Abstract
Prenatal immune insults have been shown to increase the offspring’s risk of developing schizophrenia. Based on this knowledge, a maternal immune activation (MIA) rat model of the disorder has been developed, where pregnant dams are injected with Poly I:C, a viral mimetic. Chapter 1 provides an introduction to this and other topics covered in the following thesis.
In chapter 2 pre-pulse inhibition (PPI) testing is described. Contrary to previous studies, no significant overall group difference was seen as a result of prenatal treatment. There was, however, a trend was observed in the expected direction, showing MIA animals to have a decreased %PPI response in comparison to saline treated animals, with this difference proving significant at 80dB, a middle range pre-pulse amplitude, which have been shown to elucidate group differences most clearly.
After the completion of PPI testing, animals underwent four consecutive days of treatment with Saline or the specific serotonin reuptake inhibitor Fluoxetine (Flx). A four week delay was used after drug treatment as we were interested in the effect of a time delay that corresponds to the treatment lag observed with antidepressants. Three different memory tasks followed.
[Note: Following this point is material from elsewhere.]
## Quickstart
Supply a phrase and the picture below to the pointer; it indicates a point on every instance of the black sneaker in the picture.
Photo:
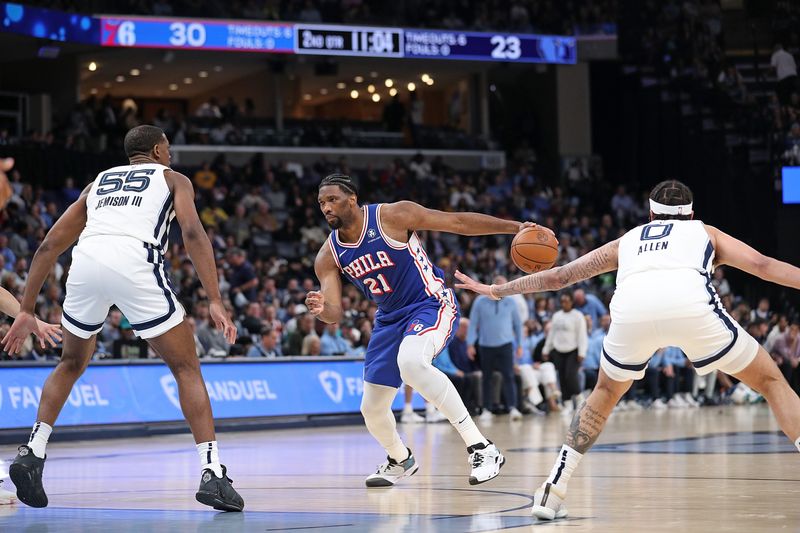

In chapter 3, performance on two different Novel Object Displacement Tasks, a task relying on object recognition and location memory, is described. The first variation involved exposing animals to an environment with four objects, and after a 3.5-4 hour delay re- exposing animals to the environment, where the position of two objects had been swapped. In the second variation a similar procedure was used, but the environment only contained two objects, with one object displaced before re-exposure. Unexpectedly, no effect of prenatal treatment was observed. There was, however, a significant effect of drug treatment, showing that Flx treated animals spent less time around displaced objects than controls, suggesting a decrement in object-place memory.
One of the cognitive symptoms observed in schizophrenia is decreased flexibility in several tasks, including reversal learning. Therefore, chapter 4 describes performance on a reversal Y-maze task. While no differences were seen among treatment groups during training, an effect of prenatal treatment became apparent during reversal learning. It was found that MIA animals required significantly more trials to reach reversal criterion than saline treated rats. This contrasts previous data which demonstrated that MIA animals were quicker to reach reversal criterion. It is discussed that a major difference in the current study to previous ones was reward valence, with the current experiment using appetitive and previous using aversive motivating. This suggests that differences may be due to deficits in reward processing. No significant main effect or interaction of Flx treatment was observed.
Lastly, chapter 5 is dedicated to discussing the experiments, their limitations and potential implications. The behavioural memory studies presented here hint at an interesting relationship between prenatal immune insults and Flx treatment with time delays before testing in consideration of antidepressant treatment lag. Further research in this area may have huge implications in our understanding of these topics and underlying brain mechanisms, which would have immense therapeutic value.